By nature, men are nearly alike; by practice, they get to be wide apart.

—Confucius, c. 500 BC

If you wish to avoid foreign collision, you had better abandon the ocean.

—Henry Clay, 1812

If a man be gracious and courteous to strangers, it shows he is a citizen of the world, and that his heart is no island cut off from other lands, but a continent that joins to them.

—Francis Bacon, 1625

The conquest of the earth, which mostly means the taking it away from those who have a different complexion or slightly flatter noses than ourselves, is not a pretty thing when you look into it too much.

—Joseph Conrad, 1899

In settling an island, the first building erected by a Spaniard will be a church, by a Frenchman a fort, by a Dutchman a warehouse, and by an Englishman an alehouse.

—Francis Grose, 1787

I do desire we may be better strangers.

—William Shakespeare, 1600

Do not neglect to show hospitality to strangers, for by doing that some have entertained angels without knowing it.

—Hebrews, c. 60

There are chance meetings with strangers that interest us from the first moment, before a word is spoken.

—Fyodor Dostoevsky, 1866

Nationalism is an infantile disease, the measles of mankind.

—Albert Einstein, 1929

Children are all foreigners. We treat them as such.

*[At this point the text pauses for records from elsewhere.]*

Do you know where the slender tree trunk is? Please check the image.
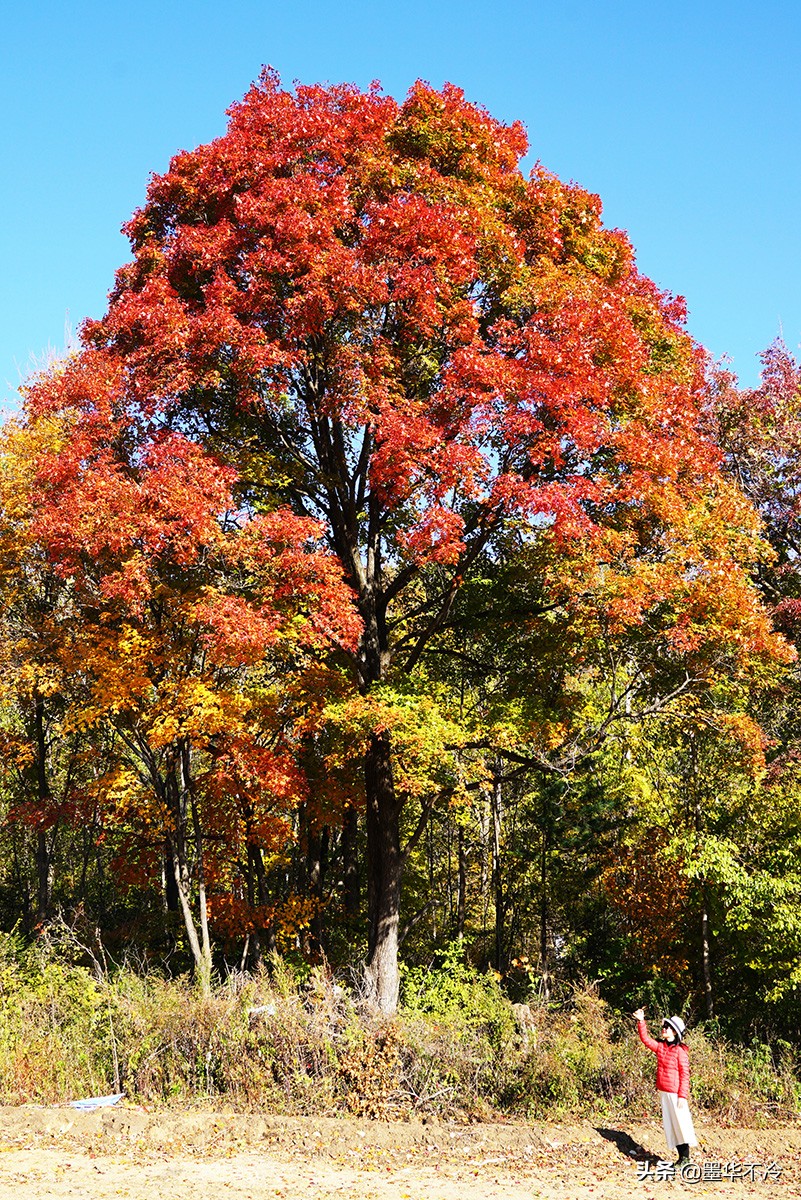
[34,696,53,925]
[342,804,361,919]
[180,742,211,996]
[164,835,180,912]
[164,746,211,996]
[691,753,715,1021]
[365,733,402,1014]
[700,888,715,1021]
[456,826,468,937]
[492,779,504,971]
[540,821,550,1000]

—Ralph Waldo Emerson, 1839

When the missionaries first came to Africa they had the Bible and we had the land. They said, “Let us pray.” We closed our eyes. When we opened them, we had the Bible and they had the land.

—Desmond Tutu, 1984

We have really everything in common with America nowadays, except, of course, language.

—Oscar Wilde, 1887

The past is a foreign country; they do things differently there.